Growth hormone secretion dynamics in a patient with ectopic growth hormone-releasing factor production.

Autor: Ch'ng JL, Christofides ND, Kraenzlin ME, Keshavarzian A, Burrin JM, Woolf IL, Hodgson HJ, Bloom SR
Jazyk: angličtina
Zdroj: The American journal of medicine [Am J Med] 1985 Jul; Vol. 79 (1), pp. 135-8.
DOI: 10.1016/0002-9343(85)90559-5
Abstrakt: A female patient with acromegaly, hypercalcemia, and Zollinger-Ellison syndrome was found to have a very high plasma concentration (average 2,300 pmol/liter; normal less than 50 pmol/liter) of growth hormone-releasing factor as measured by a radioimmunoassay to human pituitary growth hormone-releasing factor-1-44. The plasma concentration of growth hormone averaged 25 mIU/liter (normal less than 5 mIU/liter) and there was no rise following an intravenous 100 micrograms bolus of human pituitary growth hormone-releasing factor-1-44. Plasma growth hormone and growth hormone-releasing factor levels were unaffected by bromocriptine, insulin-induced hypoglycemia, and sleep. A long-acting somatostatin analogue lowered both the growth hormone-releasing factor and the growth hormone levels.

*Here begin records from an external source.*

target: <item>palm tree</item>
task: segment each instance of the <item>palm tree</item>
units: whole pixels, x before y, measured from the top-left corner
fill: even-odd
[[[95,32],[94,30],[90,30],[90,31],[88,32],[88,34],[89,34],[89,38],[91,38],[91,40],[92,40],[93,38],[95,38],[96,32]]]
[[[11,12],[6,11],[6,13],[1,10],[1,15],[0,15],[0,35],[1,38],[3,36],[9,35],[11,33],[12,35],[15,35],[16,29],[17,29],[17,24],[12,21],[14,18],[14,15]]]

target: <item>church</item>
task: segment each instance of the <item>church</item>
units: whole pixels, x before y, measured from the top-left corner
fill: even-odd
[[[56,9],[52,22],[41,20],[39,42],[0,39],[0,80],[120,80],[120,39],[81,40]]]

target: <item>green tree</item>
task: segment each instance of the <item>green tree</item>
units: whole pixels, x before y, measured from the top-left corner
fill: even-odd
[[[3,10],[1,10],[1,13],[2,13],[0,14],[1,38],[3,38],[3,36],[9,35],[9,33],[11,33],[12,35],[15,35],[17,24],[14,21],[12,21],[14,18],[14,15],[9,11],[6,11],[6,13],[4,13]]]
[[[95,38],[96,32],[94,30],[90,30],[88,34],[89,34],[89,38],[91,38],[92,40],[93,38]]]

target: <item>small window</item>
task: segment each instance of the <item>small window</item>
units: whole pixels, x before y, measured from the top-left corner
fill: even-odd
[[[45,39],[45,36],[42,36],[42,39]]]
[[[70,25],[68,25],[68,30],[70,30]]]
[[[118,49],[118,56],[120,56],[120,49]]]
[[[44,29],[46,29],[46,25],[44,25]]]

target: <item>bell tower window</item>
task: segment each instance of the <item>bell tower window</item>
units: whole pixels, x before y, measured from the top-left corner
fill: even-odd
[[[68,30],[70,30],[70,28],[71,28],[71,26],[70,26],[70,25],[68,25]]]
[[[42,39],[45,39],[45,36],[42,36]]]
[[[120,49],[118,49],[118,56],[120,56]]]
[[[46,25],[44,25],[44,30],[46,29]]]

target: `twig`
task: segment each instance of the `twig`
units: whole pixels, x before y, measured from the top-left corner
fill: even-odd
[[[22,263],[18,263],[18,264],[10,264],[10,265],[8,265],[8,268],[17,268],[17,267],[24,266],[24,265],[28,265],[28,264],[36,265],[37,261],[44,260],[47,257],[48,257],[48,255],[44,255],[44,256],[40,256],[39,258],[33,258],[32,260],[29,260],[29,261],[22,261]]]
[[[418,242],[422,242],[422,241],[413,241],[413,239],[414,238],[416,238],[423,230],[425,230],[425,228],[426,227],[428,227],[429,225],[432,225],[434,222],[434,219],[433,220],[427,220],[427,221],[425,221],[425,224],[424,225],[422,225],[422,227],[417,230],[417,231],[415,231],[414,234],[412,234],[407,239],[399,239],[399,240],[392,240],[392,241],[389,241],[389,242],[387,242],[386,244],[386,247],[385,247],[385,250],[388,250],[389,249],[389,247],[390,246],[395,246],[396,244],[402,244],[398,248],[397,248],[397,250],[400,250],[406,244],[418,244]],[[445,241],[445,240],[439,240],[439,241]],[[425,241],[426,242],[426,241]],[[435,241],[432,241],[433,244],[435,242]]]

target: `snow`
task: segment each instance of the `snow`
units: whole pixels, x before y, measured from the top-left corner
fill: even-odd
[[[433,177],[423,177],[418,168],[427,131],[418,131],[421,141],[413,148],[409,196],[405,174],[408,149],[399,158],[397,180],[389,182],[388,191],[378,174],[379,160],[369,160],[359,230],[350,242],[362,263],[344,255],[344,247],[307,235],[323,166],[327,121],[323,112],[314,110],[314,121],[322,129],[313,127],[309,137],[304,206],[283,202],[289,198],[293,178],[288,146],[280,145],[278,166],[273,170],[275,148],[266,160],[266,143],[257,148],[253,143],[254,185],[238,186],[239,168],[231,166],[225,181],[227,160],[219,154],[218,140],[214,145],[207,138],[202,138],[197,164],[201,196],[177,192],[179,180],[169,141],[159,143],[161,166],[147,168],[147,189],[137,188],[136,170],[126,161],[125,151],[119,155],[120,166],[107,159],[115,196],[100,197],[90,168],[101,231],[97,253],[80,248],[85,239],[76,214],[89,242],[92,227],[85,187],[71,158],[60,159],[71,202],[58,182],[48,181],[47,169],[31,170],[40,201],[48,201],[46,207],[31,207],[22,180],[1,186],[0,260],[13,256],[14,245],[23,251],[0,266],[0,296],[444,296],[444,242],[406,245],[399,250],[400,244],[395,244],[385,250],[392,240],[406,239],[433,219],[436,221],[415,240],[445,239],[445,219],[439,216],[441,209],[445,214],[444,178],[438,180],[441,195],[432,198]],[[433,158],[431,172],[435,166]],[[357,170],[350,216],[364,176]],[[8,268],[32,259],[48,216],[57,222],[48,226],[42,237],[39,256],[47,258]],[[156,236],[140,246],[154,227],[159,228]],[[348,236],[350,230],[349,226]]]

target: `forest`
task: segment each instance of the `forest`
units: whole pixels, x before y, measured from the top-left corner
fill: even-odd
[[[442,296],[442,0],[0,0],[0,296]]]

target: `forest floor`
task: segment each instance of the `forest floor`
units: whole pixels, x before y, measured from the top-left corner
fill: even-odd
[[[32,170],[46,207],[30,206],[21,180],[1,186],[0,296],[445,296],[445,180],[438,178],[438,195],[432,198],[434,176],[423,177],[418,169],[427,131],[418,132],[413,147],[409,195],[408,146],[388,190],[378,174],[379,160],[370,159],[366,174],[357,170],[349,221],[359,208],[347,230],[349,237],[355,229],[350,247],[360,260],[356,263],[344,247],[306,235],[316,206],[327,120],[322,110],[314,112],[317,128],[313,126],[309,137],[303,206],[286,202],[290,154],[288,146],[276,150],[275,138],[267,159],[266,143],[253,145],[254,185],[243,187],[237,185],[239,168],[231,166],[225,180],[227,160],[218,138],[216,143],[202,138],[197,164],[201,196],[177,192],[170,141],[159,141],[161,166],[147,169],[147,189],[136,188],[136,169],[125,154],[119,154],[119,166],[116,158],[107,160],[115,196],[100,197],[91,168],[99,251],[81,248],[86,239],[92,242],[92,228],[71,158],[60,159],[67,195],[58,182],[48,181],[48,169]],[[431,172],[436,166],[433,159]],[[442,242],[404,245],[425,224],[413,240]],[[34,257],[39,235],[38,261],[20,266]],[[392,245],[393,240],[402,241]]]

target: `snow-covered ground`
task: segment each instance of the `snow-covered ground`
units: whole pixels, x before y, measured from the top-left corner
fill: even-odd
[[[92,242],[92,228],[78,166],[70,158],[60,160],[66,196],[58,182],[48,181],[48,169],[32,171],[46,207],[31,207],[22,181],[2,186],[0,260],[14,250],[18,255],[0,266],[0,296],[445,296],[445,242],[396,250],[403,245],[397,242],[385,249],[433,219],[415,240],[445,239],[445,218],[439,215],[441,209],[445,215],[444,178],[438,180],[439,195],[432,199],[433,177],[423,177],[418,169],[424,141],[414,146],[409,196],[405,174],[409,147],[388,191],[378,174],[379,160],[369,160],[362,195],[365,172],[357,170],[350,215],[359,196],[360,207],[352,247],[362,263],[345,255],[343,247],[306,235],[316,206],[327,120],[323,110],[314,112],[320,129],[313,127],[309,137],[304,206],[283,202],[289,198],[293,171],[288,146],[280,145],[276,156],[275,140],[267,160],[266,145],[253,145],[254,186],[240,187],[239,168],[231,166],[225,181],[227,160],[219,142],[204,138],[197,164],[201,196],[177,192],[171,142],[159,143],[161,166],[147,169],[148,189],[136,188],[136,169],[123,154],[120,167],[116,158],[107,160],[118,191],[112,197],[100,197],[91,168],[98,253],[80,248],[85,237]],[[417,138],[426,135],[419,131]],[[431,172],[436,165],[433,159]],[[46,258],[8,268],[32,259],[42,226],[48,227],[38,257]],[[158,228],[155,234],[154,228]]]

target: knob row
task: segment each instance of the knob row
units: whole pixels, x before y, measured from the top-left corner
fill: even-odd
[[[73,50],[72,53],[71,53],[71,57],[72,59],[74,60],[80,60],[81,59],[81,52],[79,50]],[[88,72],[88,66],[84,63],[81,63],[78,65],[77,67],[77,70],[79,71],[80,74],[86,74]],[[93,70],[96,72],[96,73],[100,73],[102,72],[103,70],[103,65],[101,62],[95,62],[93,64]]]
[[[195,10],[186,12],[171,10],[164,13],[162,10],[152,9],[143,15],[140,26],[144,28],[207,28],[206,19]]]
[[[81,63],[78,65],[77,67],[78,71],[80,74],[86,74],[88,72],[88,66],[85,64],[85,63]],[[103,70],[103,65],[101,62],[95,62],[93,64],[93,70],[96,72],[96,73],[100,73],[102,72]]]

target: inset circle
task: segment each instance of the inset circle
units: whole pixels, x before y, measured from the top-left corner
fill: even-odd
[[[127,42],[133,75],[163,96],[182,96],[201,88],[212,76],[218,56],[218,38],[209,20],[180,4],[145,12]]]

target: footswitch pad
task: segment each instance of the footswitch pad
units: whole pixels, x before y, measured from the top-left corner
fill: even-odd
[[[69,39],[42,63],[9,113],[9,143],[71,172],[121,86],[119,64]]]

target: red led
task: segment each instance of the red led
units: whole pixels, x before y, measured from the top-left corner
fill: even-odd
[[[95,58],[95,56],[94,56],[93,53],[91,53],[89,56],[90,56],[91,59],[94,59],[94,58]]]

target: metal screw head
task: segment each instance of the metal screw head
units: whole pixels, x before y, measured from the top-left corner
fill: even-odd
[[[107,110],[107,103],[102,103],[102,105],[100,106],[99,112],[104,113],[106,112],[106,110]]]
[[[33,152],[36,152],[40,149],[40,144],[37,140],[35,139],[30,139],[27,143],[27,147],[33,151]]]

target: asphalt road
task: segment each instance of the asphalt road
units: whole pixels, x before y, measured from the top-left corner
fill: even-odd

Thyrotropin-releasing hormone stimulation and oral glucose tolerance tests produced significant increases in plasma growth hormone levels whereas the growth hormone-releasing factor level remained unchanged, suggesting that when normal somatotrophs are exposed to maximal growth hormone-releasing factor stimulation, thyrotropin-releasing hormone becomes a secretagogue of growth hormone from the pituitary. It is proposed that in the absence of a radioimmunoassay for growth hormone-releasing factor, a lack of growth hormone response to growth hormone-releasing factor in a patient with acromegaly is compatible with a source of ectopic growth hormone-releasing factor production.